Railtrack has been a disastrous investment but a great advert for the benefits of collective investm...
Railtrack has been a disastrous investment but a great advert for the benefits of collective investments.
For all those who put the one-time privatisation stock into their portfolios, often as a single company Pep, it has been a greater roller coaster ride than the stock market or UK equity funds could offer.
Just before Railtrack went into administration last October, the shares were trading at around £2.80. They then disappeared into investment limbo, with the City putting a prospective value on them of anything between nothing and 70p. At best that is a fall of 75%. The U-turn by the Government leaves them with an estimated share price of nearer £2.60, a rise of 271% from 70p. When it is remembered Railtrack shares were once around the £17 mark, the subsequent lows and ultra lows demonstrate that individual equities can be a lot more volatile than volatile markets.
One lesson from Railtrack is that blue chip stocks are not a guarantee of safe, perpetual growth. Buy and hold simply is not a credible strategy. Railtrack may have had a lot to do with Government intervention and less with a company truly facing administration but it is not alone. Marconi has also proved the fallacy of buy and hold, as did Polly Peck in the 1980s.

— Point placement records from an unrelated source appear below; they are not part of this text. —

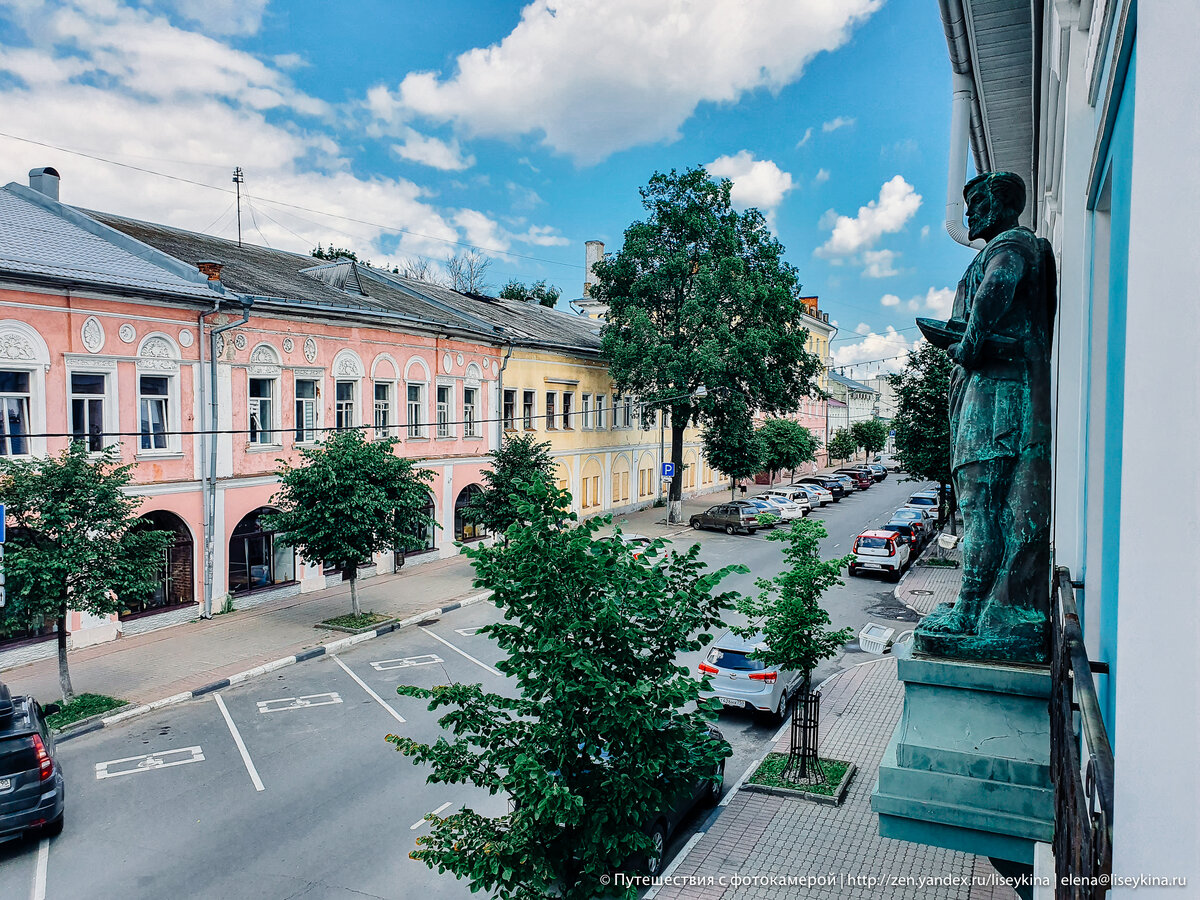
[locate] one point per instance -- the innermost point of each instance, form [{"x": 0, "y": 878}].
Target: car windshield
[{"x": 738, "y": 660}]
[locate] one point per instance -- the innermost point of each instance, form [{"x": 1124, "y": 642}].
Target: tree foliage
[
  {"x": 787, "y": 610},
  {"x": 348, "y": 499},
  {"x": 545, "y": 295},
  {"x": 786, "y": 444},
  {"x": 843, "y": 444},
  {"x": 870, "y": 435},
  {"x": 75, "y": 540},
  {"x": 606, "y": 729},
  {"x": 700, "y": 294},
  {"x": 520, "y": 461}
]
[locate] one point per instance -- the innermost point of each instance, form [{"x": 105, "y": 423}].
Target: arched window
[
  {"x": 177, "y": 580},
  {"x": 257, "y": 559},
  {"x": 465, "y": 531}
]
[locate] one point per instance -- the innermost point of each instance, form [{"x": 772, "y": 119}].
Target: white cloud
[
  {"x": 593, "y": 77},
  {"x": 880, "y": 263},
  {"x": 756, "y": 183},
  {"x": 897, "y": 204},
  {"x": 438, "y": 154},
  {"x": 873, "y": 348}
]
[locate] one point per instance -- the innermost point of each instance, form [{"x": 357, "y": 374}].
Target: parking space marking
[
  {"x": 375, "y": 696},
  {"x": 425, "y": 821},
  {"x": 43, "y": 858},
  {"x": 241, "y": 744},
  {"x": 148, "y": 762},
  {"x": 462, "y": 653},
  {"x": 310, "y": 700},
  {"x": 427, "y": 659}
]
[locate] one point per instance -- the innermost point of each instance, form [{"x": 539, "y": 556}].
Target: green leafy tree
[
  {"x": 700, "y": 294},
  {"x": 543, "y": 294},
  {"x": 870, "y": 435},
  {"x": 348, "y": 499},
  {"x": 73, "y": 541},
  {"x": 787, "y": 610},
  {"x": 520, "y": 461},
  {"x": 923, "y": 420},
  {"x": 786, "y": 444},
  {"x": 605, "y": 731},
  {"x": 843, "y": 444}
]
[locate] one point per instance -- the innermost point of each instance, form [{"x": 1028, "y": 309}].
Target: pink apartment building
[{"x": 107, "y": 331}]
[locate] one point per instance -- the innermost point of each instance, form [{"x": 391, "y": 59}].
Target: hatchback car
[
  {"x": 729, "y": 517},
  {"x": 31, "y": 789},
  {"x": 741, "y": 681},
  {"x": 882, "y": 552}
]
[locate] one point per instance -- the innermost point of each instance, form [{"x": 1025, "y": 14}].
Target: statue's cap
[{"x": 1007, "y": 185}]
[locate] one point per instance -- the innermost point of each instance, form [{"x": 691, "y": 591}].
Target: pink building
[{"x": 107, "y": 334}]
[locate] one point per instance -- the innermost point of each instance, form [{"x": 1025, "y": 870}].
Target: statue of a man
[{"x": 999, "y": 337}]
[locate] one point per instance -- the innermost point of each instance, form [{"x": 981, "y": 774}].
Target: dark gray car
[{"x": 31, "y": 791}]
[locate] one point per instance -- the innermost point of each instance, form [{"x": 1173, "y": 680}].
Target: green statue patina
[{"x": 999, "y": 336}]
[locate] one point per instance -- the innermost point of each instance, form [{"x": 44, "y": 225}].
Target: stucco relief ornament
[
  {"x": 13, "y": 346},
  {"x": 93, "y": 335}
]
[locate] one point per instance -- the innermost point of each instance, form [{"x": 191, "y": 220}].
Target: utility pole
[{"x": 238, "y": 179}]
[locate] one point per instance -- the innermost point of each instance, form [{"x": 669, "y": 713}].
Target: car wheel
[{"x": 653, "y": 863}]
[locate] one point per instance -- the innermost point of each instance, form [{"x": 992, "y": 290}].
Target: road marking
[
  {"x": 241, "y": 745},
  {"x": 375, "y": 696},
  {"x": 43, "y": 857},
  {"x": 462, "y": 653},
  {"x": 310, "y": 700},
  {"x": 145, "y": 762},
  {"x": 427, "y": 659},
  {"x": 425, "y": 821}
]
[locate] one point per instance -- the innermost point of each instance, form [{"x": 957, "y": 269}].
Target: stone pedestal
[{"x": 969, "y": 765}]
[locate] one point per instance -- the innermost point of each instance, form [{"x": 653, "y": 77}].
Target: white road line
[
  {"x": 462, "y": 653},
  {"x": 365, "y": 687},
  {"x": 424, "y": 821},
  {"x": 241, "y": 745},
  {"x": 43, "y": 857}
]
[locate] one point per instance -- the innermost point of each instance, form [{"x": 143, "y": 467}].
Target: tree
[
  {"x": 75, "y": 540},
  {"x": 700, "y": 294},
  {"x": 538, "y": 291},
  {"x": 870, "y": 435},
  {"x": 519, "y": 462},
  {"x": 923, "y": 420},
  {"x": 843, "y": 444},
  {"x": 786, "y": 444},
  {"x": 606, "y": 730},
  {"x": 467, "y": 271},
  {"x": 352, "y": 498}
]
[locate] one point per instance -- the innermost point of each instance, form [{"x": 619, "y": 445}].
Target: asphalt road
[{"x": 285, "y": 787}]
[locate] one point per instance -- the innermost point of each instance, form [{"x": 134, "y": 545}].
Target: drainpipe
[{"x": 210, "y": 501}]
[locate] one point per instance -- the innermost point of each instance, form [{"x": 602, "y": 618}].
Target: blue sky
[{"x": 525, "y": 129}]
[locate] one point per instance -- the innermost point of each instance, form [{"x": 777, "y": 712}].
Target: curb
[{"x": 96, "y": 724}]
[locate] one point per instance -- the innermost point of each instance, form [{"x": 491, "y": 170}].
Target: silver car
[{"x": 742, "y": 682}]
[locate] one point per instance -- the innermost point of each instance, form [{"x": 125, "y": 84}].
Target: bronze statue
[{"x": 999, "y": 336}]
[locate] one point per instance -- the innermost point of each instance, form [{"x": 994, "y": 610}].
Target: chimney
[
  {"x": 45, "y": 180},
  {"x": 211, "y": 268},
  {"x": 594, "y": 255}
]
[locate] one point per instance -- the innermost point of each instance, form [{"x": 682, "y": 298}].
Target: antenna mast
[{"x": 238, "y": 178}]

Even so, the future for Railtrack shareholders is not yet certain and has left a nasty taste in the mouth. The Government U-turn on shareholder compensation may be a victory but the possible 250-260p payout may not, at the end of the day, be fair.
It does represent a loss of 8% in six months but perhaps after the prospect of getting the nothing originally vowed by transport secretary Stephen Byers, anything near the administration price of 280p should be jumped at.
Legal challenge looks unlikely as the big institutional shareholders are apparently happy and intend to accept the proposals, which should be enough to see them carried despite the qualms of individual investors.
Fund groups are unsure of the valuation being provided by the Government. Many, according to the IMA, are in fact valuing the stock around 200p.
The fund groups are unwilling to talk about the basis for this valuation and it can only mean one thing. They are afraid 250p to 260p will not materialise, that Railtrack's assets and the value the market puts on Eurotunnel may not be correct.
With uncertainty and volatility continuing to dog Railtrack, there is a strong argument for trying to get out of that investment and into a collective as soon as possible.